Here are some examples. I have a match object that knows how to draw a (glyco)peptide spectrum match, and a list of PeakPath objects called paths which I'll draw a random selection from:

art = match.plot()
draw_ladder(
    art.ax,
    paths[0],
    match.scan,
    peak_line_options={"color": "blue", "linestyle": "--"},
    seq_line_options={"color": "blue"},
)

draw_ladder(
    art.ax,
    paths[7],
    match.scan,
    peak_line_options={"color": "red", "linestyle": "--"},
    seq_line_options={"color": "red"},
)

Another, different, spectrum to show it's not magic-numbered for the first one:

art = match2.plot()
draw_ladder(art.ax, paths2[0], match2.scan, peak_line_options={"linestyle": '--'})

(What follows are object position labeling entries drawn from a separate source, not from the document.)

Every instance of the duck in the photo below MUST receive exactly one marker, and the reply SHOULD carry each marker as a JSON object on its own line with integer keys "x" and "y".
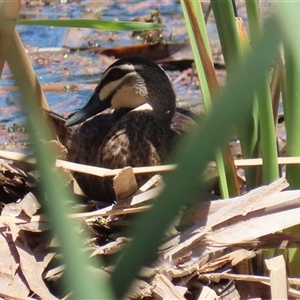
{"x": 142, "y": 127}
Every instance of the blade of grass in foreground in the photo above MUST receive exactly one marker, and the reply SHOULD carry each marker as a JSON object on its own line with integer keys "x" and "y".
{"x": 96, "y": 24}
{"x": 289, "y": 17}
{"x": 228, "y": 111}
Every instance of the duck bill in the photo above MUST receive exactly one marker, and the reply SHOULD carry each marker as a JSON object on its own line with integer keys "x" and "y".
{"x": 93, "y": 107}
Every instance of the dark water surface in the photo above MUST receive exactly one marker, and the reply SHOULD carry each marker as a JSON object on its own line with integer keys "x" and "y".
{"x": 83, "y": 68}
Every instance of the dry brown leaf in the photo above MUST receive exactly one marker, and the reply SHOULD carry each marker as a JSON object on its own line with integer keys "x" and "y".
{"x": 11, "y": 279}
{"x": 30, "y": 268}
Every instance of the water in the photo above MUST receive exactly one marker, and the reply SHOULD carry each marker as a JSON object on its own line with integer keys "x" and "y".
{"x": 82, "y": 67}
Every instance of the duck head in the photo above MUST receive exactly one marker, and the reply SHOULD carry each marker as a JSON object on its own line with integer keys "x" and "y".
{"x": 130, "y": 83}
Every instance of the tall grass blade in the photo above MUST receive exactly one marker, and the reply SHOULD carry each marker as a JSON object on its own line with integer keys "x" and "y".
{"x": 228, "y": 112}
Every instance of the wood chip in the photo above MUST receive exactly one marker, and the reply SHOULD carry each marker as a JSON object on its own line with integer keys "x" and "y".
{"x": 125, "y": 184}
{"x": 278, "y": 277}
{"x": 163, "y": 288}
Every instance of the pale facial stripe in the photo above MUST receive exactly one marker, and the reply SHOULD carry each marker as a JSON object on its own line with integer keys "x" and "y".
{"x": 127, "y": 67}
{"x": 107, "y": 90}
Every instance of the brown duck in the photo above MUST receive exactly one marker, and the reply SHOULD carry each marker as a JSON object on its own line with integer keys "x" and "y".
{"x": 142, "y": 130}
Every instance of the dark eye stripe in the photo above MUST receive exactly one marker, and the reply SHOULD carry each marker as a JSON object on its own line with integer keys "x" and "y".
{"x": 113, "y": 75}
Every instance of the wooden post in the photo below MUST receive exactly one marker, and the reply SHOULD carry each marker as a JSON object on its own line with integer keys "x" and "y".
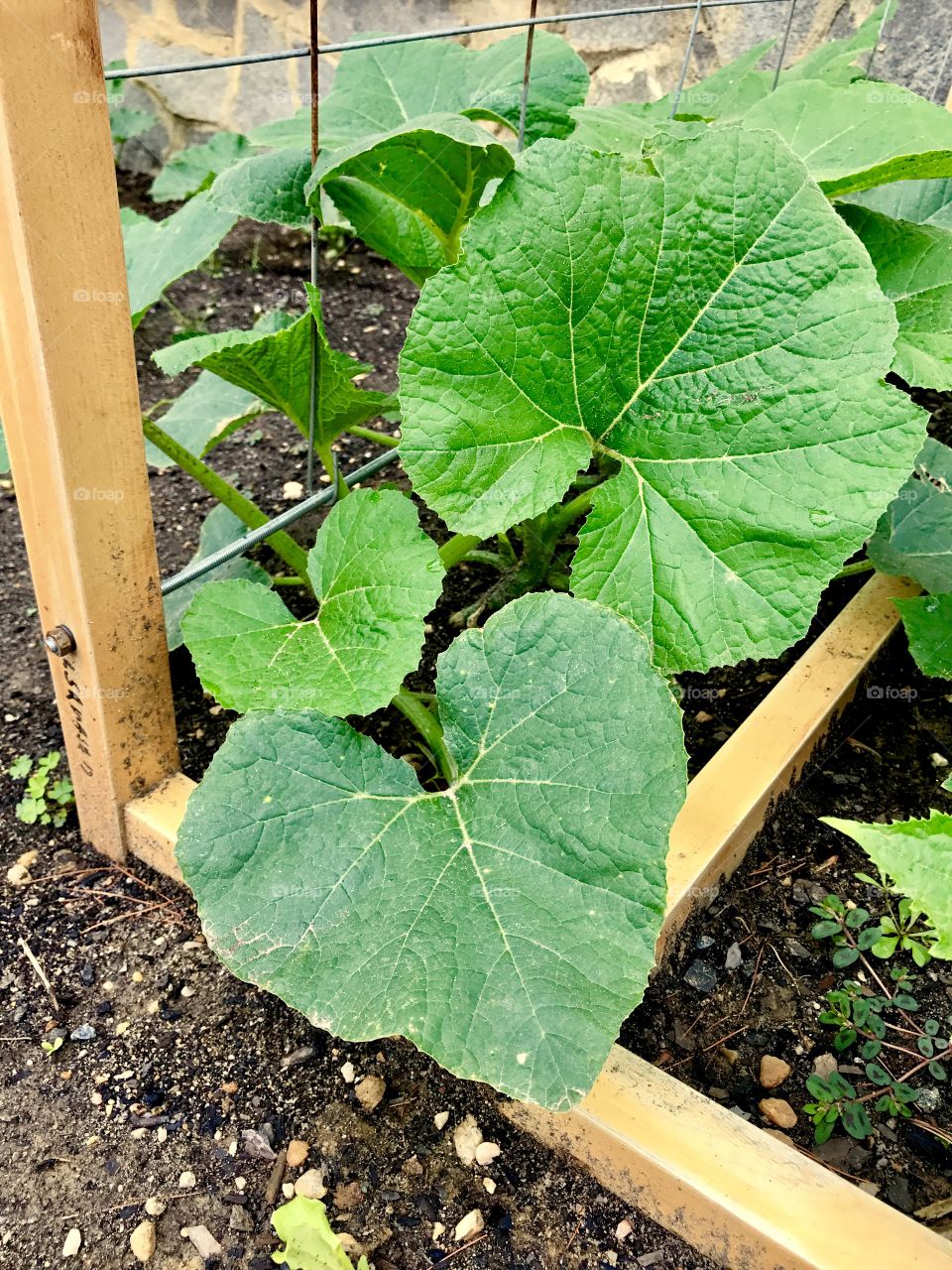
{"x": 68, "y": 403}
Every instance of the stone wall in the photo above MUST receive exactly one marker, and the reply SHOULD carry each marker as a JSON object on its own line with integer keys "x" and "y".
{"x": 633, "y": 58}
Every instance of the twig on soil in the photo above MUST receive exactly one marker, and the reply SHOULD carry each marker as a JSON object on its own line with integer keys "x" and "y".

And then normalizing the intensity scale for the second spectrum:

Some notes on the implementation:

I do not attempt to deal with paths which change charge states part way through. This type of annotation is simply un-suited to it.
I still use some pseudo-magic numbers when setting up the base scaling transform. Increase the x-portion of the transform to make the letters wider, but you probably won't want to do that because if they are too wide they don't fit in the space provided, especially the low mass amino acids like G and A.
I use an object model that needs to be told about peaks which doesn't quite match what the original request is. I do not think adding control characters to a string is the ideal way specify this when you might have anything in the peptide sequence specification.

Since I didn't directly implement this against spectrum_utils and we disagree over input signatures, does this motivate anyone to talk about how would be most convenient to signify the ladder path you want to draw so this could go from extra long comment to a PR?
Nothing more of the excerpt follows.